With respect to the right to alternative service based on religious faith, an appeal was recently directed to Ukraine’s Constitutional Court. As Dr Andrii Nekoliak explained in November 2024, this was lodged by Dmytro Zelinsky, a Seventh Day Adventist who was denied his right to alternative service, with the military authority in Kremenets also arguing that such alternative service is not available in wartime. Zelinsky was, instead, charged with ‘evading call-up to military service during mobilization’ (Article 336 of Ukraine’s Criminal Code). He was initially acquitted on 5 June 2023 by the Kremenets District Court, however this was overturned on 28 August 2023 by the Ternopil Court of Appeal and Zelinsky received a 3-year sentence which he has been serving since November 2023. Zelinsky’s religious beliefs were not placed in question, with he too having been a member of a Seventh Day Adventist church for two decades.
In June 2024, the appeal court’s verdict and sentence were upheld by a cassation chamber of Ukraine’s Supreme Court. The ruling, rather contentiously, stated that ““No religious beliefs can be the basis for evading military service by a citizen of Ukraine recognized as fit for military service in order to fulfil his constitutional duty to protect the territorial integrity and sovereignty of the State from military aggression by a foreign country.” It also asserted that Zelinsky could have joined the armed forces for other, non-combat duties, such as construction work supporting the frontline. It is unclear how Zelinsky or his lawyers have responded to this, and whether such an alternative was ever offered. This, in fact, seems a crucial issue which is not being adequately addressed. There are surely a huge number of jobs that believers could do instead of combat duty, both on the frontline and as rescuers, etc. in areas which Russia is subjecting to near daily bombing.
The key issue, over which Zelinsky has turned to the Constitutional Court, is the fact that Ukraine’s 1991 Alternative Service Act does not provide for non-military alternative service during wartime and that Article 1 of this Act only applies to regular conscription, not wartime service. Zelinsky has asked the Court to consider whether Article 1 is constitutional, in view of the clearly articulated right to alternative service in Article 35 of the Constitution. The latter does not distinguish between military service or duty in peacetime, via conscription, or wartime, via mobilization. Zelinsky insists that this right and the guarantee of alternative service should apply also in wartime.
As Nekoliak points out, the Constitution, in Article 64, specifies the rights and freedoms which can be derogated during martial law or a state of emergency. The list given does not include the guarantees enshrined in Article 35, including the right to alternative service.
In a judgment from July 2024 concerning the rights of people in custody, the Constitutional Court judges were “unequivocal in their support of the supremacy of the constitutional norm and did not bend to any consideration of practical convenience when protecting a person’s right to fair trial”.

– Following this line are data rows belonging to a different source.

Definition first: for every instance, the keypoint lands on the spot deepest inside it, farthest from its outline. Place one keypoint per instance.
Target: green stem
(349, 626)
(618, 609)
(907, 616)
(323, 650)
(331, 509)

While calling the Zelinsky case “paradigmatically similar to that July 2024 case”, Nekoliak notes the extreme sensitivity of this subject in the middle of Russia’s war against Ukraine. While unclear as yet how the Constitutional Court will decide, one option which Nekoliak mentions will be for the judges to essentially drag their heels as there is no deadline for a decision.
It would certainly not be the first time, but it seems a very bad option when believers are facing imprisonment despite the rights enshrined in Article 35 of Ukraine’s Constitution.